Possible recommended messages that could be tailored to each subtype are provided in Table 1. While some overlap exists, more precise messages could be tailored to the motivations of each subtype, which may have the potential to improve message effectiveness for the various subtypes. For example the sunburner and indifferent to tanning subtypes are likely to report that forgetting and avoiding the hassle of sunscreen use are more important reasons for not using sunscreen than their desire to build a tan. As such, interventions that encourage greater use of shade and protective clothing, as well as provide prompts and reminders to use sunscreen regularly could be effective.

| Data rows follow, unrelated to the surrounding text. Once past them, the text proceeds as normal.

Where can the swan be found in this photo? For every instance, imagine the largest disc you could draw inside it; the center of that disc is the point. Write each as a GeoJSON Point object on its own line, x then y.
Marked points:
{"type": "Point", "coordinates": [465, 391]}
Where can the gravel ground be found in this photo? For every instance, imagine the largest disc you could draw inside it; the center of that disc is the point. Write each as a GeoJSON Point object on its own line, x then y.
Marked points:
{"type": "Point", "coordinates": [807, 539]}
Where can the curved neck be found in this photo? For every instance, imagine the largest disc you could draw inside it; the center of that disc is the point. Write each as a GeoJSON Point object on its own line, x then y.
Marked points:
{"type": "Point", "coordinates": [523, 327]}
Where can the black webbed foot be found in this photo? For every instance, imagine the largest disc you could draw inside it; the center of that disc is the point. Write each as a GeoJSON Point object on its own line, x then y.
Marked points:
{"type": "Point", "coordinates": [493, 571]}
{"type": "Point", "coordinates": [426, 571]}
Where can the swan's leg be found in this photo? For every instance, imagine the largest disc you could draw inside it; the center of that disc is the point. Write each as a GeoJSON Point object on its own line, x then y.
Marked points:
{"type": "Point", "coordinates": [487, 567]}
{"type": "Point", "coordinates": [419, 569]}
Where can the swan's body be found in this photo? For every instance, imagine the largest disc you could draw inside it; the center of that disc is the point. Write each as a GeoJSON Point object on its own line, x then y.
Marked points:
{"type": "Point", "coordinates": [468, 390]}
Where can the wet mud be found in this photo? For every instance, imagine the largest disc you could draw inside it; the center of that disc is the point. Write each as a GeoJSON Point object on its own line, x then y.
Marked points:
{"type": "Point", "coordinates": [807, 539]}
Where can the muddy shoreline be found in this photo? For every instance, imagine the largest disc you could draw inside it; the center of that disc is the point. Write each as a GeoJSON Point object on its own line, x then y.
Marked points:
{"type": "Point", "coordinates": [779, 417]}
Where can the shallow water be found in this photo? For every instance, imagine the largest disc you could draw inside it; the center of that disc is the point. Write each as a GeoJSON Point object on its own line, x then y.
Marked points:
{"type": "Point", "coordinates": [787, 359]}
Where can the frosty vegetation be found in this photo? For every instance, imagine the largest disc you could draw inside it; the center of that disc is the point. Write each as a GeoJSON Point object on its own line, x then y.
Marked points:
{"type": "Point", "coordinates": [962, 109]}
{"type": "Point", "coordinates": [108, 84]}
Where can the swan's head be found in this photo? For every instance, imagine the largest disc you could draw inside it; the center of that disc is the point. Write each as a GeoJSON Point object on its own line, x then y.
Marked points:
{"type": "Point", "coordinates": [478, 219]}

The advantages of the development of a tanning typology will not be fully realized until brief assessments that can accurately classify patients are developed and empirically verified. We believe that O’Riordan’s use of latent class analysis to identify and define their subtypes is an important step in this process. Such assessments together with messages tailored to each subtype will give clinicians a way to identify both those patients in greatest need as well as the most effective messages to deliver to specific patients. Given the time-constraints of the typical patient-provider interaction, such systems may very well maximize the efficiency of delivering UV safety information. Public health skin cancer prevention programs may also benefit from the improved accuracy of risk identification as well as the ability to tailor messages to various tanning subtypes perhaps using interactive online intervention programs.
Although many tanners share the desire to improve appearance from UV exposure, not all tanners are created equal. Tanning subtypes provide insights into tanning motivations and behaviors that are useful for both the clinician and the researcher. Combining these insights with powerful social health behavior models such as behavioral economics and/or the behavioral alternative model allows the researcher and ultimately the clinician to understand the competing costs and benefits of the various options available to tanners in a way that can lead them to better and safer decisions about skin health.
Neither author has a potential conflict of interest or financial interest to report. Both authors have contributed significantly to the editorial.